Lors de ma dernière hospitalisation qui a duré quatre semaines, j’ai vécu l’épisode suivant :

Dès le début, j’ai bénéficié d’un important traitement neuroleptique ; cela m’était indifférent ; j’avais été très mal et je ne remettais pas en question ce choix thérapeutique. Après quelques jours, j’ai commencé à avoir des effets secondaires, j’avais des impatiences dans les bras, ce qui était vraiment très difficile à supporter. Pour éviter ces effets indésirables, J’ai demandé à l’équipe de diminuer ma médication ou de me prescrire un traitement antiparkinsonien. Il n’y a pas eu d’entrée en matière pour une diminution du traitement, mais je pouvais, au compte-goutte, demander un comprimé antiparkinsonien ; mais cela seulement si je constatais des effets secondaires, rien n’avait été prescrit d’office. Lors d’un week-end de congé, je n’avais pas suffisamment de médicaments antiparkinsoniens en réserve et j’ai souffert d’effets indésirables, vraiment très désagréables. Depuis ce jour, j’ai décidé de ne plus prendre mon traitement neuroleptique ; J’ai donc recraché discrètement la totalité de mes comprimés et cela jusqu’à ma sortie de l’hôpital. A la base, Je n’étais pas vraiment convaincu de l’utilité des neuroleptiques ; mais c’est le sentiment de ne pas avoir été suffisamment pris en compte dans mes demandes, qui m’a amené à adopter cette position radicale.
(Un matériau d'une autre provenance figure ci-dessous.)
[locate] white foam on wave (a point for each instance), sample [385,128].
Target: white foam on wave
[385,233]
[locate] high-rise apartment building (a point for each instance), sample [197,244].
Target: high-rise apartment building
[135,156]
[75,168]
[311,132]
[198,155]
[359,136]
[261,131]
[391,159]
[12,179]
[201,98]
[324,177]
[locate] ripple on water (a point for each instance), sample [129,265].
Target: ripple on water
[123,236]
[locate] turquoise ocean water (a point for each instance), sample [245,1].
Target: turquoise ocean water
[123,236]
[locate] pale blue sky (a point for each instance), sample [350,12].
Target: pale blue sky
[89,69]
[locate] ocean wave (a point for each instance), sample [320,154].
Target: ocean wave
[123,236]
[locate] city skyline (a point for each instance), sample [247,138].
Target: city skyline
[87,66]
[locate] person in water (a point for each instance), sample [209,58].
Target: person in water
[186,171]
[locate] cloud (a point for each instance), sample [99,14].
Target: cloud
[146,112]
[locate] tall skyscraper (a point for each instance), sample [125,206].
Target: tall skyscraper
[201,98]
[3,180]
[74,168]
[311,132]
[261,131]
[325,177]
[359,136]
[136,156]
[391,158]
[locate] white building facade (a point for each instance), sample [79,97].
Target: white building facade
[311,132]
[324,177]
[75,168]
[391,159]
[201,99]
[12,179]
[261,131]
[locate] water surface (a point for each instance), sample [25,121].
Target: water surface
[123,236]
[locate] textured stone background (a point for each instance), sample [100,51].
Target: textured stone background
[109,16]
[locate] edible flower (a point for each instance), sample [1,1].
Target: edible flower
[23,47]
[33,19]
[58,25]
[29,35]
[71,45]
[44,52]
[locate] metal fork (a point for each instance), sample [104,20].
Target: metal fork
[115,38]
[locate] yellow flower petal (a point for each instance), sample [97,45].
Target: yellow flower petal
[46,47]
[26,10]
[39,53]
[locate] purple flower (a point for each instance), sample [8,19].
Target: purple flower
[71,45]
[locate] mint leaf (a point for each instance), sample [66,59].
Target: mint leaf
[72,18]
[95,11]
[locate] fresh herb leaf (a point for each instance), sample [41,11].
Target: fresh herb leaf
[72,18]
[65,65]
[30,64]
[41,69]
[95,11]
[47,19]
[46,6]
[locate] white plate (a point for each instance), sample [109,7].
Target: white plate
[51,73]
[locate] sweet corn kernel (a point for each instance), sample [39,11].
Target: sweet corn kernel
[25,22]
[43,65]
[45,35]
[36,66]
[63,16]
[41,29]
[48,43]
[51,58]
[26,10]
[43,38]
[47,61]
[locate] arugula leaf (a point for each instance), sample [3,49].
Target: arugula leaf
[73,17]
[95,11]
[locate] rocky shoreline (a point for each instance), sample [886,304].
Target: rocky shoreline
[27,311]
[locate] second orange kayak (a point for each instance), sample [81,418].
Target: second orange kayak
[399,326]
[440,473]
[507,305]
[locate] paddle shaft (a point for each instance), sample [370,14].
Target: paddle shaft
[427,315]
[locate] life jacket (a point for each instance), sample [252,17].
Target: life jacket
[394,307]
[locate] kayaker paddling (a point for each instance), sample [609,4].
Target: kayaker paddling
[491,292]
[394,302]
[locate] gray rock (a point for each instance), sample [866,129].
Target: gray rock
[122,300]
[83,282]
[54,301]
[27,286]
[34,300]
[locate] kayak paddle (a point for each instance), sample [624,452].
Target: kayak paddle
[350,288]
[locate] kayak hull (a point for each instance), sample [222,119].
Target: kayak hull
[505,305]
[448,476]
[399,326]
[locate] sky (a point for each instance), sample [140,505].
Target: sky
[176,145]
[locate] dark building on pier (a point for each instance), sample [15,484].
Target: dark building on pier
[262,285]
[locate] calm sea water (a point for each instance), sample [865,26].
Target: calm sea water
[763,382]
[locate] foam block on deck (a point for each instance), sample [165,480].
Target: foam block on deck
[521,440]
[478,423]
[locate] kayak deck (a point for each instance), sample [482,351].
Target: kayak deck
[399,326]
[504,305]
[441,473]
Lors de mon retour à domicile, je ne prenais donc plus aucun traitement. Au cours de ma première visite chez mon psychiatre, se pose bien entendu la question de la médication ; je lui dis que pour ce qui concerne mon traitement, il n’y a pas de problème, que je me conforme à ce qui a été prescrit…Celui-ci me regarde et dit : « Vous savez, je passe plus de la moitié de mon temps à parler avec des gens qui disent qu’ils prennent leur traitement et qui en fait, ne le prennent pas. Alors, dite-moi quelle relation vous avez à votre médication et ensuite on regarde, on adapte, je ne vous impose rien. »

J’ai bien apprécié l’honnêteté et l’ouverture de son entrée en matière et j’ai accepté de reprendre un traitement ; celui-ci a été adapté à plusieurs reprises ; puis j’ai gardé la même médication pendant plusieurs années.